Carmen Linares 'Remembranzas' Guest artist Javier Barón – SUMA FLAMENCA

Festival Suma Flamenca

CARMEN LINARES
'Remembranzas'

June 9th, 2012 – Teatros del Canal


Text: Pablo San Nicasio
Photos: Rafa Manjavacas

Carmen Linares: cante. Eduardo Pacheco and Salvador Gutiérrez: guitar. Pablo Suárez: piano. Kike Terrón: percussion. Ana González and Rosario Amador: jaleos, chorus and palmas.

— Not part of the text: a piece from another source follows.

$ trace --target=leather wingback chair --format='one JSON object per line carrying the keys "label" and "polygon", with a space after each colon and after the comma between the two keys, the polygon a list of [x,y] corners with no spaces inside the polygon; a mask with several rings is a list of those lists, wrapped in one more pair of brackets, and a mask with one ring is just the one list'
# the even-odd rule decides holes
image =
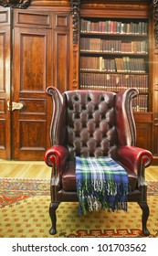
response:
{"label": "leather wingback chair", "polygon": [[50,234],[56,234],[56,210],[60,202],[78,201],[75,156],[111,156],[127,171],[131,192],[129,202],[142,209],[142,234],[150,234],[144,170],[152,163],[150,151],[135,146],[136,129],[132,99],[137,90],[114,93],[104,91],[76,90],[60,93],[48,87],[53,114],[50,127],[51,147],[45,161],[52,167],[49,215]]}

Javier Barón: dance.

TO BE OR NOT TO BE

We said it the other day, sometimes flamenco and its interpreters need to be rescued.  From themselves.  The greatest enemy of art is monotony, drudgery, predictability.  Contrived interpretations dressed up as profound and offered as sincere.  That can be suffocating, and it fills an artform that claims to be pure and true, with sludge.  It’s just kidding ourselves.

But I digress…

This was one of the three or four major components left of this survival version of the Suma festival.  And unlike the others, this was the first time it was presented in Madrid.  It wasn’t an out-and-out premiere, because Carmen Linares has been performing Remembranzas over a year now, but it was the presentation to Madrid’s flamenco followers.  This is her stomping ground, and this woman tends always to be up to the task at hand. 

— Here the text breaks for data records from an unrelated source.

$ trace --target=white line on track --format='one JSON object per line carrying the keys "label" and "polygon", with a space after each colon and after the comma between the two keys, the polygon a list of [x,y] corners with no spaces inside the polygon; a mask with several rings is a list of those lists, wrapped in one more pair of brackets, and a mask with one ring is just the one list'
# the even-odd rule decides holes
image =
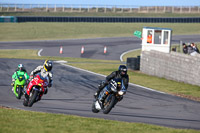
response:
{"label": "white line on track", "polygon": [[38,51],[38,56],[41,56],[41,52],[43,51],[43,49],[40,49],[39,51]]}
{"label": "white line on track", "polygon": [[140,49],[141,49],[141,48],[139,48],[139,49],[132,49],[132,50],[129,50],[129,51],[126,51],[126,52],[122,53],[122,54],[120,55],[120,61],[123,62],[123,56],[124,56],[125,54],[127,54],[127,53],[129,53],[129,52],[132,52],[132,51],[140,50]]}
{"label": "white line on track", "polygon": [[[123,54],[121,54],[120,60],[122,59],[123,55],[125,55],[125,54],[128,53],[128,52],[135,51],[135,50],[138,50],[138,49],[129,50],[129,51],[127,51],[127,52],[124,52]],[[40,53],[41,53],[42,51],[43,51],[43,49],[40,49],[40,50],[39,50],[38,56],[41,56]],[[123,62],[123,59],[122,59],[121,61]],[[77,67],[74,67],[74,66],[70,66],[70,65],[64,64],[64,63],[67,63],[67,62],[64,62],[64,61],[56,61],[55,63],[60,63],[61,65],[64,65],[64,66],[67,66],[67,67],[71,67],[71,68],[73,68],[73,69],[77,69],[77,70],[84,71],[84,72],[87,72],[87,73],[91,73],[91,74],[94,74],[94,75],[106,77],[106,75],[103,75],[103,74],[98,74],[98,73],[91,72],[91,71],[88,71],[88,70],[85,70],[85,69],[81,69],[81,68],[77,68]],[[140,88],[143,88],[143,89],[146,89],[146,90],[150,90],[150,91],[154,91],[154,92],[158,92],[158,93],[162,93],[162,94],[166,94],[166,93],[164,93],[164,92],[157,91],[157,90],[154,90],[154,89],[151,89],[151,88],[148,88],[148,87],[144,87],[144,86],[141,86],[141,85],[133,84],[133,83],[129,83],[129,85],[136,86],[136,87],[140,87]]]}
{"label": "white line on track", "polygon": [[[80,70],[80,71],[84,71],[84,72],[87,72],[87,73],[91,73],[91,74],[94,74],[94,75],[106,77],[106,75],[103,75],[103,74],[98,74],[98,73],[91,72],[91,71],[88,71],[88,70],[85,70],[85,69],[70,66],[70,65],[67,65],[67,64],[64,64],[64,63],[60,63],[60,64],[63,65],[63,66],[66,66],[66,67],[70,67],[70,68],[77,69],[77,70]],[[144,86],[141,86],[141,85],[133,84],[133,83],[129,83],[129,85],[132,85],[132,86],[135,86],[135,87],[140,87],[140,88],[150,90],[150,91],[154,91],[154,92],[157,92],[157,93],[166,94],[165,92],[157,91],[157,90],[154,90],[154,89],[151,89],[151,88],[148,88],[148,87],[144,87]]]}

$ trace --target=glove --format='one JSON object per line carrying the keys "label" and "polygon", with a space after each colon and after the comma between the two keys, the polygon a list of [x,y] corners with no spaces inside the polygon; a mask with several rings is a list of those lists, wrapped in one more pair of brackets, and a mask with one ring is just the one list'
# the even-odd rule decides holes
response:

This is a person who is capable of working two or three shows at once, and for this we are grateful.  Carmen Linares has the need to offer a certain continuity, it’s part of her character and that gives an added shine to what she does.  It’s just a matter of being that way or not.

And aside from the novelty, the dedication.  Nearly two hours of show, and hour and a half of singing, handily resolved that dilemma of whether to be or not to be.  Like I said, it’s her way.

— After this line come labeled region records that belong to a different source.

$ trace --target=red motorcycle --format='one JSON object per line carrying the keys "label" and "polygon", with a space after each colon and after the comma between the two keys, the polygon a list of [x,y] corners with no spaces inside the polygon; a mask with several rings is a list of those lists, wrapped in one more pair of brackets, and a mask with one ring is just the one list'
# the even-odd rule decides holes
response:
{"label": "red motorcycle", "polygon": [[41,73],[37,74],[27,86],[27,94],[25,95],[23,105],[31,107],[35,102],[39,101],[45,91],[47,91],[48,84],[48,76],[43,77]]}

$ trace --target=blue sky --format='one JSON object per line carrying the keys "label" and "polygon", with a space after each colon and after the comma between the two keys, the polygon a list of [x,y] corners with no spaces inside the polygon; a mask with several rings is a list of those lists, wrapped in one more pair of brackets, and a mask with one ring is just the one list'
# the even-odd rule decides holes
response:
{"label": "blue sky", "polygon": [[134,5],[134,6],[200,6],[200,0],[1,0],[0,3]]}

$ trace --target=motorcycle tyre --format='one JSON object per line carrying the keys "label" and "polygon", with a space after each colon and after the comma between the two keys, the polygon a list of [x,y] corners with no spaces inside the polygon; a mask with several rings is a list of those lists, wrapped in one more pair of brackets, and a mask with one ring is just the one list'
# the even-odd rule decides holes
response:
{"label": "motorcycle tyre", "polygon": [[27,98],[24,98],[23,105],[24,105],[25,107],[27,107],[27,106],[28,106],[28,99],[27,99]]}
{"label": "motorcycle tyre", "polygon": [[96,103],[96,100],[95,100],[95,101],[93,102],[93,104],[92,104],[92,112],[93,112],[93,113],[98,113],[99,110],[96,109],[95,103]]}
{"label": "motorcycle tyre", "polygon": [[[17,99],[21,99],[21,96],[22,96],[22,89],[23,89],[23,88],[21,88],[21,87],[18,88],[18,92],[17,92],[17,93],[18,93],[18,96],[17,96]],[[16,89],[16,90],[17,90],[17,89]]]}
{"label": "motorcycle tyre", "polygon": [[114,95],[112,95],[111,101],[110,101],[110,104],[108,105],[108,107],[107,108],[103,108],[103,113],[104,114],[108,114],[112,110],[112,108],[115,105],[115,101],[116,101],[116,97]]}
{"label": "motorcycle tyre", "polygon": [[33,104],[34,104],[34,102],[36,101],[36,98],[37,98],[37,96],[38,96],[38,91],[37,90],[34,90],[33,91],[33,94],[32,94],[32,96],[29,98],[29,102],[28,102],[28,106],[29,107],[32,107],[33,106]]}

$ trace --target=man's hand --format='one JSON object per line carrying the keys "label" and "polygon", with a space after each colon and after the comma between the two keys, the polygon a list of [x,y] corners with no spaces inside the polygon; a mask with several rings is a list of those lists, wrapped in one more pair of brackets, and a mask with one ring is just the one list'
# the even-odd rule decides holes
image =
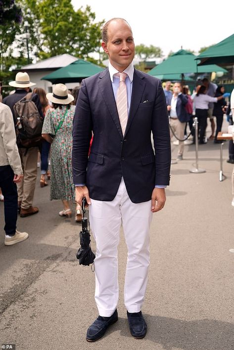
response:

But just as happened the previous year, she had a hard time getting started.  Or so it seemed.  Carmen’s voice doesn’t reach cruising speed until she passes the halfway point of each recital.  In tangos, she shared the task of singing nearly as much as her palmas backup person, and in the taranta, cartagenera and soleá por bulería it was clear other resources were carrying her along.  The carefully chosen verses, and the excellent phrasing and knowledge of Salvador Gutiérrez’ guitar-playing, ever on the rise.

With the appearance of Pablo Suárez, and a wink in three acts to Miguel Hernández, the register toned down, not much voice was required, so in the end, in the toná and debla with Suárez beating out rhythm on a simulated anvil, Carmen Linares showed the temperature was just right.

Then came the seldom-heard fandangos de Alosno, “Puñal Dorado”, and the powerful ending with all the force that had been lacking at the beginning.  The polyrhythmic “Milonga del Forastero” was far better than the recorded version, a large selection of “women’s” bulerías and the closing of siguiriyas with dance.

Because Javier Barón also came to rescue flamenco.  A committed dancer who uses his whole body as a single unit.  His contribution in the alegrías was important, and this closing was moving.  Javier joined Carmen and her people and also opened a credit line in the all too often closed and inward-looking flamenco circuit.

But there was a surprise.  A tribute to Madrid in the form of a song by Sabina.  The most flamenco version possible of “Pongamos que Hablo de Madrid” for a straightforward fiesta ending.  And so it went, an artist who can never be accused of being a conformist.

Rescuing flamenco is not something that anyone can do.  It’s the dilemma of to be or not to be.